Implemented loaders

For some commonly used datasets, we provide the function to directly load the dataset. The loaders might be limited by IO, but if you have enough memory, you can simply cache the dataset with dataset.cache() or convert them to tfrecords.

The RuNNer format

RuNNer data (used by the RuNNer code: http://www.uni-goettingen.de/en/560580.html) has the format:

begin
lattice float float float
lattice float float float
lattice float float float
atom floatcoordx floatcoordy floatcoordz int_atom_symbol floatq 0  floatforcex floatforcey floatforcez
atom 1           2           3           4               5      6  7           8           9
energy float
charge float
comment arbitrary string
end

The order of the lines within the begin/end block are arbitrary. Coordinates, charges, energies and forces are all in atomic units.

pinn.io.load_runner(flist, **kwargs)

Loads runner formatted trajectory

Parameters:
  • flist (str) – one or a list of runner formatted trajectory(s)
  • **kwargs – split options, see pinn.io.base.split_list

The CP2K format

Loads output from CP2K. This loader expects coordinates, forces, energy and cell outputs in respective output files.

pinn.io.load_cp2k(coord_file, force_file, ener_file, cell_file, **kwargs)

Loads CP2K formatted trajectories

CP2K outputs the coord, force, energy and cell in separate files. It is assumed that different files come in consistent units (no unit conversion is done in the loader).

Parameters:
  • coord_file – one or a list of CP2K .xyz files for coordinates
  • force_file – one or a list of CP2K .xyz files for forces
  • ener_file – one or a list of CP2K .ener files
  • cell_file – one or a list of CP2K .cell files
  • **kwargs – split options, see pinn.io.base.split_list

QM9 dataset

The QM9 dataset includes many computed properties for 134K stable organic molecules. See ref. [ramakrishnan_dral_dral_rupp_anatole_von_lilienfeld_2017] for more details.

The default behavior here is to label the internal energy “U0” as “e_data”. This behavior can be tweaked with the label_map parameter.

pinn.io.load_qm9(flist, label_map={'e_data': 'U0'}, **kwargs)

Loads the QM9 dataset

QM9 provides a variety of labels, but typically we are only training on one target, e.g. U0. A label_map option is offered to choose the output dataset structure, by default, it only takes “U0” and maps that to “e_data”, i.e. label_map={‘e_data’: ‘U0’}.

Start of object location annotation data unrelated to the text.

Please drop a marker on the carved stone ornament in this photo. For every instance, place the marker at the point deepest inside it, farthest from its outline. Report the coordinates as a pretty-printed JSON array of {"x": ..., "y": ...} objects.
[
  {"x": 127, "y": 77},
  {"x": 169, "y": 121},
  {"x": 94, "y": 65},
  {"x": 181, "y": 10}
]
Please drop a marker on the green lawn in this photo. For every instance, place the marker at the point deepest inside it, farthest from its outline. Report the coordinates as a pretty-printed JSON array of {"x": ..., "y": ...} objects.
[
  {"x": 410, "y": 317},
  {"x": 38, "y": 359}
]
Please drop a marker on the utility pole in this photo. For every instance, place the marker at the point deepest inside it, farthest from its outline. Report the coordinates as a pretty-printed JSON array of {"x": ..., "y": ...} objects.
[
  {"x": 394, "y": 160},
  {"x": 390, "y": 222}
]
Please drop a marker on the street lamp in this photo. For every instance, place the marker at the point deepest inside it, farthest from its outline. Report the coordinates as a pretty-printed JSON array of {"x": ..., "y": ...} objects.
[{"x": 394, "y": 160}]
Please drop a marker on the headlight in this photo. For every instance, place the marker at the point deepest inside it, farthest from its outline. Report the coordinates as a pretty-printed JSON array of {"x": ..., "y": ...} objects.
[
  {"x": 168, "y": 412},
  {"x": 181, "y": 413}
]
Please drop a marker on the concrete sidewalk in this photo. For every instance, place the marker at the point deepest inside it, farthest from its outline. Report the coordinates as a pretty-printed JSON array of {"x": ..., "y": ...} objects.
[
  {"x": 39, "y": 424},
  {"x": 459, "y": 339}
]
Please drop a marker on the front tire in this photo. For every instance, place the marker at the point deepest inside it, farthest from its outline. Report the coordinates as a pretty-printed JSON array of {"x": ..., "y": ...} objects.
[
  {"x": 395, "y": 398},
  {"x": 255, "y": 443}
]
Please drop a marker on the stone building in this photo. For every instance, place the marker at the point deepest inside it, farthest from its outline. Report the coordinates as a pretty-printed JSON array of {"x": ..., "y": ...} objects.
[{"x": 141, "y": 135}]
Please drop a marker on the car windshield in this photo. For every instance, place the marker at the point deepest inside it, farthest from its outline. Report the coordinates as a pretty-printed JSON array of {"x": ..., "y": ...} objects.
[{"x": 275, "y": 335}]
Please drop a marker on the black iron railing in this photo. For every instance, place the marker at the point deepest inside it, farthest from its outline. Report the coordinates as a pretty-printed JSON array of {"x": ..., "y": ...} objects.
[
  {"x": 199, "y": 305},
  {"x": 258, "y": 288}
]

Other available labels are:

['tag', 'index', 'A', 'B', 'C', 'mu', 'alpha', 'homo', 'lumo',
 'gap', 'r2', 'zpve', 'U0', 'U', 'H', 'G', 'Cv']

Desciptions of those tags can be found in QM9’s description file.

Parameters:
  • flist (list) – list of QM9-formatted data files.
  • label_map (dict) – dictiionary
  • **kwargs – split options, see pinn.io.base.split_list

ANI-1 dataset

The ANI-1 dataset consists of 20M off-equilibrium DFT energies for organic molecules. See ref. [smith_isayev_roitberg_2017] for more details.

pinn.io.load_ani(filelist, cycle_length=4, **kwargs)

Loads the ANI-1 dataset

Parameters:
  • filelist (list) – filenames of ANI-1 h5 files.
  • cycle_length (int) – number of parallel threads to read h5 file
  • **kwargs – split options, see pinn.io.base.split_list

Numpy dataset

Another easy way to generate your own dataset is to store the data as a dictionary of numpy arrays. See how it’s done in the toy problem.